THE BLADE/DAVE ZAPOTOSKY Enlarge | Buy This Photo
After 15 years of cooking in other people's kitchens from Dallas to Toledo, Erika Rapp will soon settle into her own in downtown Toledo.
"This is something I've always wanted to do," Ms. Rapp said. "I think it's every chef's dream to have their own restaurant."
Registry Bistro, on the first floor of the historic Secor Building at Jefferson and Superior, will open soon, featuring what Ms. Rapp calls modern American regional cuisine. The plan is an emphasis on shared plates, but the menu will have traditional entrees as well. Dishes will change seasonally.
"It's not fine dining, but we're kind of coining ourselves as casual elegant. We want our guests to have a great dining experience, but minus the formality of traditional fine-dining restaurants," she said.
If bar food is more your flavor, or you're hoping to grab some brats before a Mud Hens game, new options for those are coming soon too.
Heading into mid-March, several new taverns and eateries have begun serving patrons or are edging toward their opening dates, adding more options to a downtown dining district that seems to be building upon itself.

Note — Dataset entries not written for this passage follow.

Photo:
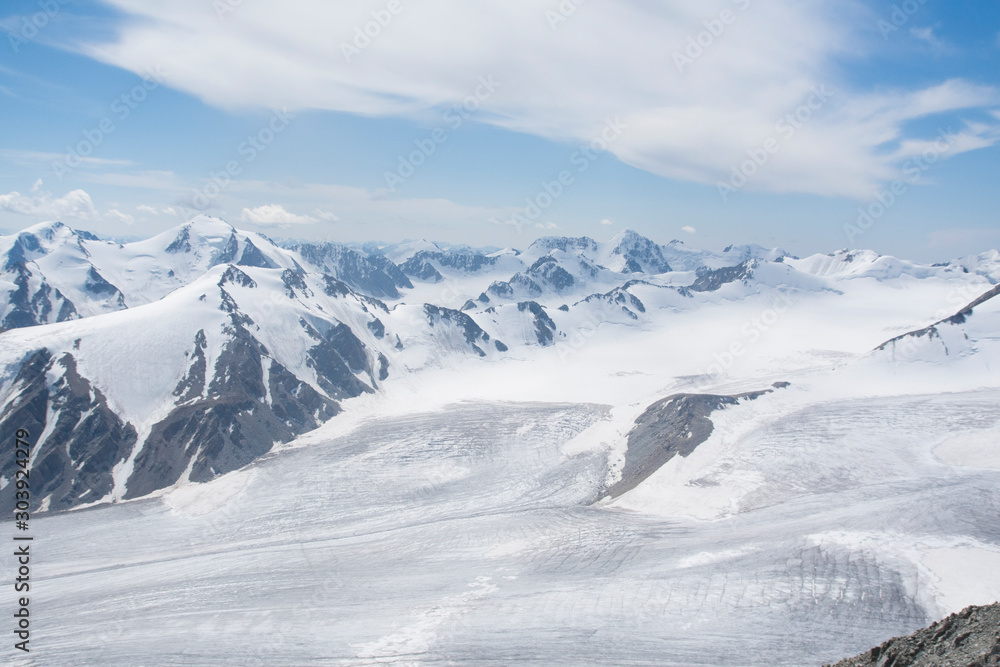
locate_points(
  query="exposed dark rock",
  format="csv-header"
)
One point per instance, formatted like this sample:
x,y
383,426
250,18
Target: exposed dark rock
x,y
472,332
547,271
295,280
373,274
236,277
192,385
74,463
709,280
545,328
566,244
673,426
970,638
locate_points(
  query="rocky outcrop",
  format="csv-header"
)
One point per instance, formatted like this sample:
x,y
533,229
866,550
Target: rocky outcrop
x,y
970,638
933,331
709,280
673,426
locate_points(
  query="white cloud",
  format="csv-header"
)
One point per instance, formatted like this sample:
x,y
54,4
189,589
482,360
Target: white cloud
x,y
608,60
274,215
114,215
74,205
325,215
926,35
148,180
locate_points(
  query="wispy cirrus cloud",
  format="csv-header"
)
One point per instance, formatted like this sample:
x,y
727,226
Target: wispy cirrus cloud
x,y
608,60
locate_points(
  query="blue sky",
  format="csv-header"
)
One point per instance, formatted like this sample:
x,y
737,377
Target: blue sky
x,y
811,124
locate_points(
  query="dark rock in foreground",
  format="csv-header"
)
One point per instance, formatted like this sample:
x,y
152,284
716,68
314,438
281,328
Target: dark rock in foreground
x,y
970,638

Already open is Slap Shots, a reincarnation of the North Superior Street bar of the same name that had been closed for some time. Under new ownership and management, it reopened last week. Marco's Pizza chain founder Pat Giammarco is still working to rehab a building at 611 Monroe St. into an Italian restaurant expected to open this year. Also coming soon are two new bars in the Warehouse District. Sisters Julie Ketterman and Linda Ball are bringing back Ye Olde Durty Bird at 2 S. St. Clair Street, and former Table 44 manager Jim Mettler is opening an all-new tavern called Ye Olde Cock n' Bull on Huron Street across from Fifth Third Field's home plate gate.

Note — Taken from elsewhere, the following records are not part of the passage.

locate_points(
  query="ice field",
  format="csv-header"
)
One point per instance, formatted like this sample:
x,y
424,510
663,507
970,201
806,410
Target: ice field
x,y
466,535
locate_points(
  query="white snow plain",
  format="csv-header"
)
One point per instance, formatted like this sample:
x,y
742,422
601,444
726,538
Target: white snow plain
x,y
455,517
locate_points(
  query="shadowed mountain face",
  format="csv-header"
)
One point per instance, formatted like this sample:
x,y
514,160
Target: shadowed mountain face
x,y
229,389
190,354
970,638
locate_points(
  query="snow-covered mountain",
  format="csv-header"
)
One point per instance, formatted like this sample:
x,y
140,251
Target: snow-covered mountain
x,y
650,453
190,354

THE BLADE/JEREMY WADSWORTH Enlarge | Buy This Photo
"I think the residential capacity [downtown] is way up, and business feeds business. If you can go down and have your choice, as well as go to a concert or see a ball game, it makes it more exciting," Ms. Ball said. "You can see it turning around."

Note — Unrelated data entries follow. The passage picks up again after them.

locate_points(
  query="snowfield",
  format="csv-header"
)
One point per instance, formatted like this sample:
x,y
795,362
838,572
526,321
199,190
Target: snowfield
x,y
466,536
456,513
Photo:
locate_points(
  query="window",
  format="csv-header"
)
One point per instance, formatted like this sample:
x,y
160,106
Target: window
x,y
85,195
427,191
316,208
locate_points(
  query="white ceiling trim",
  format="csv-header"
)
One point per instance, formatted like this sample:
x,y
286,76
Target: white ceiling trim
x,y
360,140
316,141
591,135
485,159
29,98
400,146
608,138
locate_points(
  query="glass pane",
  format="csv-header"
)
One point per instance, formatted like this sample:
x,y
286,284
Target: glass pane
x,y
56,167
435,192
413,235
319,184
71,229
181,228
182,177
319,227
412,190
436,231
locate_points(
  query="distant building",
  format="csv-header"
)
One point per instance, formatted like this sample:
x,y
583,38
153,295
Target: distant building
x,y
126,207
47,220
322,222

Cynics -- and perhaps realists -- will point out that downtown has had plenty of failed ventures over the years. There are all sorts of statistics, some more reliable than others, on the percentage of new restaurants that fail. But the fact of the matter is many do. The spot that Slap Shots occupies has seen establishments open and close several times over the past few years.
But there's a sense of optimism that now is a good time to be downtown.
"I think it has great potential, especially on the weekends. It's very busy when there are events going on downtown," Slap Shots manager Corey Hughes said.
Mr. Hughes hopes to capture crowds before and after special events at the Huntington Center and cater to the sports crowd. Slap Shots' menu features burgers, wings, pizza, and salads. His is one of the few night spots north of the arena. Most of the eateries and drinkeries are centered south of the arena.
The restaurateurs there see the growing cadre of establishments more as the bait to get customers downtown than they do sharks that will cannibalize each other's business.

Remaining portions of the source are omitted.